Take “chiseling cars” or trading junk-heaps on what amounted to a slot-machine of mechanical problems on a micro car-lot with the flapping colored-flags beneath the honey-comb street lights which beckoned you. Much of life was hazy—like a game of “musical chairs”—leaving someone dumped with a lemon. Out-bluffed, you see—in this screwball game of poker and half-running cars.
Pushing off against the ground with an old ragged tennis shoe as you rolled ten yards with the wobbling wheel and smoke coming-out from under the pool.
The way of the world.
It was always the freedom of the open road, poverty hunched over a 79 cent coffee at a local fast-food outlet.
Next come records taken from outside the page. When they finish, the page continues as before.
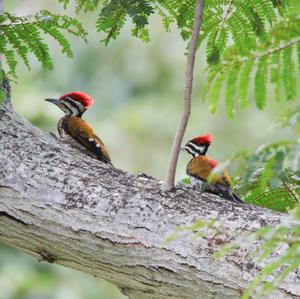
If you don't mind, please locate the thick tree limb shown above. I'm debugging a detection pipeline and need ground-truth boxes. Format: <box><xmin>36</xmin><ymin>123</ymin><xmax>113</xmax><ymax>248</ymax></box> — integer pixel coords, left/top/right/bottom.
<box><xmin>0</xmin><ymin>99</ymin><xmax>300</xmax><ymax>299</ymax></box>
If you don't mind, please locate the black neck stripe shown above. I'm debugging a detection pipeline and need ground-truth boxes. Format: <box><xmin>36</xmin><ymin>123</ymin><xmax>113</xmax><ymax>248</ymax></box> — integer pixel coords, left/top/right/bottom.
<box><xmin>62</xmin><ymin>102</ymin><xmax>73</xmax><ymax>115</ymax></box>
<box><xmin>64</xmin><ymin>98</ymin><xmax>80</xmax><ymax>113</ymax></box>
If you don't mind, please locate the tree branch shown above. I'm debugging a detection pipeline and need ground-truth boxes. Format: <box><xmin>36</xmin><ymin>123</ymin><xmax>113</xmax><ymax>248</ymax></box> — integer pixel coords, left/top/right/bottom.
<box><xmin>166</xmin><ymin>0</ymin><xmax>205</xmax><ymax>189</ymax></box>
<box><xmin>0</xmin><ymin>94</ymin><xmax>300</xmax><ymax>299</ymax></box>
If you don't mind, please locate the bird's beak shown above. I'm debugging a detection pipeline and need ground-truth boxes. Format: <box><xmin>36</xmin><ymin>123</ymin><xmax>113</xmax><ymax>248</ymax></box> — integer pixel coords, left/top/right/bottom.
<box><xmin>45</xmin><ymin>99</ymin><xmax>61</xmax><ymax>106</ymax></box>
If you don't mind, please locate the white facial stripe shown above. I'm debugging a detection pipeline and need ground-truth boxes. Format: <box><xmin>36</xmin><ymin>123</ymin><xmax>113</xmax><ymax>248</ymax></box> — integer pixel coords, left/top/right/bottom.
<box><xmin>63</xmin><ymin>97</ymin><xmax>86</xmax><ymax>115</ymax></box>
<box><xmin>185</xmin><ymin>142</ymin><xmax>207</xmax><ymax>157</ymax></box>
<box><xmin>185</xmin><ymin>146</ymin><xmax>197</xmax><ymax>157</ymax></box>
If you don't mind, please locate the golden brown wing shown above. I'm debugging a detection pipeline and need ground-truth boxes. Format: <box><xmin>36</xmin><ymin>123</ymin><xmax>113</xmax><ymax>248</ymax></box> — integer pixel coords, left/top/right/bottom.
<box><xmin>63</xmin><ymin>116</ymin><xmax>111</xmax><ymax>163</ymax></box>
<box><xmin>186</xmin><ymin>156</ymin><xmax>231</xmax><ymax>186</ymax></box>
<box><xmin>186</xmin><ymin>156</ymin><xmax>212</xmax><ymax>181</ymax></box>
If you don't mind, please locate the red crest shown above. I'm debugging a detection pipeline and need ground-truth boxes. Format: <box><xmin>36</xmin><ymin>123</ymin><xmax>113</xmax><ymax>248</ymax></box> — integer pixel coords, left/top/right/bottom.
<box><xmin>190</xmin><ymin>134</ymin><xmax>213</xmax><ymax>145</ymax></box>
<box><xmin>59</xmin><ymin>91</ymin><xmax>94</xmax><ymax>107</ymax></box>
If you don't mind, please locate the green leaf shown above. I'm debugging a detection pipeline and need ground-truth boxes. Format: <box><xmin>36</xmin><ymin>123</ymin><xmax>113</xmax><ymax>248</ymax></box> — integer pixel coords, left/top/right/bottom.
<box><xmin>209</xmin><ymin>74</ymin><xmax>224</xmax><ymax>113</ymax></box>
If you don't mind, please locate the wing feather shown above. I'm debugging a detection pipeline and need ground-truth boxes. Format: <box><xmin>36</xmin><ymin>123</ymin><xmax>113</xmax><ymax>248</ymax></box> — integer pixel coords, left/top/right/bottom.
<box><xmin>63</xmin><ymin>116</ymin><xmax>111</xmax><ymax>163</ymax></box>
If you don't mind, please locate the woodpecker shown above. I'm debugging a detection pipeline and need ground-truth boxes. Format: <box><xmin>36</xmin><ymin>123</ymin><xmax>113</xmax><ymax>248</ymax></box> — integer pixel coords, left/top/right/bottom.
<box><xmin>186</xmin><ymin>156</ymin><xmax>244</xmax><ymax>203</ymax></box>
<box><xmin>181</xmin><ymin>134</ymin><xmax>213</xmax><ymax>158</ymax></box>
<box><xmin>181</xmin><ymin>134</ymin><xmax>244</xmax><ymax>203</ymax></box>
<box><xmin>45</xmin><ymin>91</ymin><xmax>111</xmax><ymax>164</ymax></box>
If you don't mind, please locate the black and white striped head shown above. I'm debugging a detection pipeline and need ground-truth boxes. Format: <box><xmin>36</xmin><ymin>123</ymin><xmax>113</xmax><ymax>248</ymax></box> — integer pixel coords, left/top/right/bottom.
<box><xmin>181</xmin><ymin>134</ymin><xmax>213</xmax><ymax>158</ymax></box>
<box><xmin>45</xmin><ymin>91</ymin><xmax>94</xmax><ymax>117</ymax></box>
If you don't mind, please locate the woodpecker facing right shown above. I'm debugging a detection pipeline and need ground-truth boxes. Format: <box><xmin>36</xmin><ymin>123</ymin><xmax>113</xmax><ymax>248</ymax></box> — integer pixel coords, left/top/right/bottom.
<box><xmin>45</xmin><ymin>91</ymin><xmax>111</xmax><ymax>164</ymax></box>
<box><xmin>181</xmin><ymin>134</ymin><xmax>244</xmax><ymax>203</ymax></box>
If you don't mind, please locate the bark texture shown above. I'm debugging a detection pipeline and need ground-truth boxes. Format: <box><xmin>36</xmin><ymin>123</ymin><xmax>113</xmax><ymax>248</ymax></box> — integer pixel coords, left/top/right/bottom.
<box><xmin>0</xmin><ymin>99</ymin><xmax>300</xmax><ymax>299</ymax></box>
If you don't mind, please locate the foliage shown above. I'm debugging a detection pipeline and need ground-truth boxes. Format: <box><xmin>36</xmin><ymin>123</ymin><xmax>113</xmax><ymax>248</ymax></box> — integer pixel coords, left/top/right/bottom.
<box><xmin>164</xmin><ymin>205</ymin><xmax>300</xmax><ymax>299</ymax></box>
<box><xmin>215</xmin><ymin>205</ymin><xmax>300</xmax><ymax>299</ymax></box>
<box><xmin>206</xmin><ymin>1</ymin><xmax>300</xmax><ymax>117</ymax></box>
<box><xmin>234</xmin><ymin>106</ymin><xmax>300</xmax><ymax>212</ymax></box>
<box><xmin>0</xmin><ymin>10</ymin><xmax>87</xmax><ymax>77</ymax></box>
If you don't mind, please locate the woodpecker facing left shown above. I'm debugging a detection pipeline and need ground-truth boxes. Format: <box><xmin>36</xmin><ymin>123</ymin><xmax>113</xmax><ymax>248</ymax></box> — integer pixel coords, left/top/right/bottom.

A space to think, his feet rotten and putrid, making the most of free hospitality as he stirred ketchup in water with his finger—poor man’s tomato-juice. And free air-conditioning. . . . . and napkin stationary. . . . . and all the free refills you wanted until management threw you out.
Wasn’t life grand?
“I’d buy that for a dollar”—THE ALL-NEW ADVENTURES OF BEETLEJUICE.